Sound waves are the form of propagation of mechanical vibration states (or energy) of objects. The so-called vibration refers to the round-trip motion of particles of a substance near their equilibrium position. For example, after the drum surface is struck, it vibrates up and down, and this vibration state propagates in all directions through the air medium, which is called sound wave. Ultrasound refers to a sound wave with a vibration frequency greater than 20000 Hz, and its frequency per second is very high, exceeding the general upper limit of human hearing (20000 Hz). People refer to this kind of invisible sound wave as ultrasound. Ultrasound and audible sound are essentially the same, and their common feature is a mechanical vibration mode that typically propagates in an elastic medium as a longitudinal wave, which is a form of energy propagation. The difference is that ultrasound has a high frequency, short wavelength, and good beam and directionality when  propagating along a straight line within a certain distance. Currently, the frequency range used for abdominal ultrasound imaging is between 2-5 MHz, Commonly used is 3~3.5 megahertz (1 vibration per second is 1Hz, 1 megahertz=10 ^ 6Hz, that is, 1 million vibrations per second, and the frequency of audible waves is between 16-20000 Hz).

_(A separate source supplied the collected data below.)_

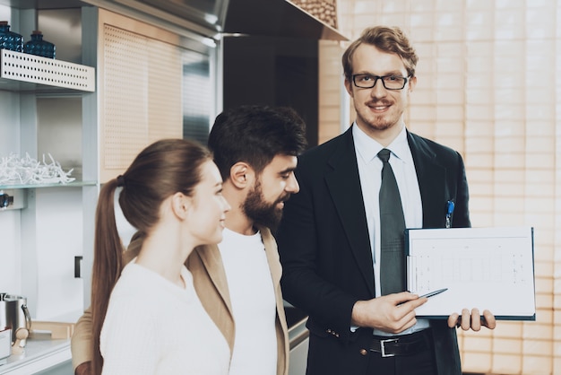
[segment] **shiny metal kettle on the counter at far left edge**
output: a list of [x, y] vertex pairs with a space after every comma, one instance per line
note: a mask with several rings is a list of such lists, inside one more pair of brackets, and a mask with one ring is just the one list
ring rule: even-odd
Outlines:
[[[0, 292], [0, 329], [4, 327], [12, 328], [12, 344], [15, 343], [18, 328], [31, 329], [31, 316], [25, 297]], [[24, 347], [26, 341], [23, 339], [20, 346]]]

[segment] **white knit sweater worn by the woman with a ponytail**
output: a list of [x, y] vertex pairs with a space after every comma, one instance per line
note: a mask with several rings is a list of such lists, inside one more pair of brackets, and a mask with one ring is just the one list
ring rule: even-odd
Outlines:
[[228, 374], [228, 343], [185, 267], [181, 275], [186, 289], [134, 261], [125, 266], [101, 329], [103, 374]]

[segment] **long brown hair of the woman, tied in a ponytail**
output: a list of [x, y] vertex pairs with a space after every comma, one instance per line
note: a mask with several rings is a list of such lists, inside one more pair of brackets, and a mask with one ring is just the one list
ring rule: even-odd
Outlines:
[[91, 318], [93, 373], [99, 374], [103, 360], [99, 334], [108, 308], [109, 295], [117, 283], [124, 262], [118, 236], [114, 196], [122, 187], [119, 205], [125, 218], [141, 235], [160, 220], [160, 205], [177, 192], [191, 196], [202, 179], [202, 166], [211, 153], [201, 144], [183, 139], [157, 141], [136, 156], [122, 176], [111, 179], [99, 193], [96, 210], [93, 273], [91, 276]]

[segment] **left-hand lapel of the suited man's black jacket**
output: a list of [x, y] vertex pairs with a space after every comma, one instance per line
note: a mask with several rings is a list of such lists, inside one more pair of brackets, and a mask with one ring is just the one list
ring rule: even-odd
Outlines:
[[345, 134], [341, 135], [339, 147], [328, 161], [329, 165], [332, 166], [332, 172], [325, 175], [325, 182], [341, 217], [343, 230], [347, 235], [360, 272], [364, 276], [372, 296], [374, 296], [374, 267], [370, 235], [351, 129], [352, 126]]

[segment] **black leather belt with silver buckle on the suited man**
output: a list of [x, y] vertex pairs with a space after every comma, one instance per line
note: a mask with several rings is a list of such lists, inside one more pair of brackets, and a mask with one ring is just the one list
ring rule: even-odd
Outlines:
[[424, 329], [410, 335], [374, 336], [370, 351], [381, 353], [382, 357], [410, 355], [427, 349], [430, 340], [430, 329]]

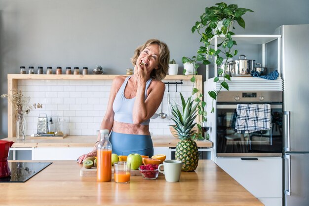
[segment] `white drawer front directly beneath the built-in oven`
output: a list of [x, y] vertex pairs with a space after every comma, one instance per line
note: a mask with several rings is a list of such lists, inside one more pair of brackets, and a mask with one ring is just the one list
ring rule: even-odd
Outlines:
[[[282, 201], [282, 158], [216, 158], [215, 163], [256, 198]], [[275, 200], [277, 199], [278, 200]], [[281, 206], [281, 204], [280, 204]]]

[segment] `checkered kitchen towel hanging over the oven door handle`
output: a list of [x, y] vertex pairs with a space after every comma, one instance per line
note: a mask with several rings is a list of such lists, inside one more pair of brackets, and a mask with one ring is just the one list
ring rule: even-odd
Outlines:
[[252, 133], [270, 130], [270, 104], [237, 104], [235, 130]]

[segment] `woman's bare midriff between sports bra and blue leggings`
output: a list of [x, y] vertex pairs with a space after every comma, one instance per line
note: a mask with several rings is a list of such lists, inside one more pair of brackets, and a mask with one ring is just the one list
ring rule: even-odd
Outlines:
[[136, 125], [114, 121], [113, 131], [133, 135], [150, 135], [149, 125]]

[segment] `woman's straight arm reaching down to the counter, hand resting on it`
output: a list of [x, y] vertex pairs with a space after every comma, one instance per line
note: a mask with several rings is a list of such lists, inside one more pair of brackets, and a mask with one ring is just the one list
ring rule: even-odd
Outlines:
[[[113, 103], [116, 97], [116, 94], [121, 86], [121, 84], [123, 83], [125, 77], [122, 76], [117, 76], [114, 80], [113, 80], [113, 84], [112, 84], [112, 88], [111, 88], [111, 93], [110, 93], [110, 97], [109, 97], [109, 102], [107, 104], [107, 109], [106, 109], [106, 113], [104, 115], [104, 118], [101, 122], [100, 125], [100, 130], [103, 129], [107, 129], [109, 130], [109, 132], [112, 131], [113, 128], [113, 124], [114, 124], [114, 110], [113, 110]], [[98, 134], [97, 137], [97, 141], [93, 147], [93, 150], [87, 154], [83, 154], [81, 155], [77, 161], [79, 164], [81, 164], [83, 162], [84, 159], [86, 159], [87, 157], [93, 157], [93, 156], [97, 156], [97, 145], [100, 141], [100, 133]]]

The propagation laws of ultrasound in media, such as reflection, refraction, diffraction, and scattering, are not fundamentally different from those of audible sound waves. But the wavelength of ultrasound is very short, only a few centimeters, or even a few thousandths of a millimeter. Compared with audible sound waves, ultrasound has many strange characteristics: propagation characteristics - the wavelength of ultrasound is very short, and the size of typical obstacles is many times larger than that of ultrasound waves. Therefore, the diffraction ability of ultrasound is poor, and it can propagate in a straight direction in a uniform medium. The shorter the wavelength of ultrasound, the more significant this characteristic is. Power characteristics - When sound propagates in the air, it drives the particles in the air to vibrate back and forth, doing work on the particles. Sound power is a physical quantity that represents the speed at which sound waves do work. At the same intensity, the higher the frequency of a sound wave, the greater its power.

Due to the high frequency of ultrasound, its power is very high compared to ordinary sound waves. Cavitation - When ultrasonic waves propagate in a liquid, small cavities are created inside the liquid due to the intense vibration of liquid particles. These small cavities rapidly expand and close, causing violent collisions between liquid particles, resulting in pressures of thousands to tens of thousands of atmospheres. The intense interaction between particles can cause a sudden increase in the temperature of the liquid, providing a good stirring effect, thereby emulsifying two immiscible liquids (such as water and oil), accelerating the dissolution of solutes, and accelerating chemical reactions. The various effects caused by the action of ultrasound in liquids are called the cavitation effect of ultrasound.

Frequency above 2 × A sound wave of 10 kHz. The branch of acoustics that studies the generation, propagation, reception, and various ultrasonic effects and applications of ultrasound is called ultrasonics. The devices that generate ultrasonic waves include mechanical ultrasonic generators (such as gas whistles, sirens, and liquid whistles), electric ultrasonic generators made using the principles of electromagnetic induction and action, and electro-acoustic transducers made using the electrostrictive effect of piezoelectric crystals and the magnetostrictive effect of ferromagnetic materials.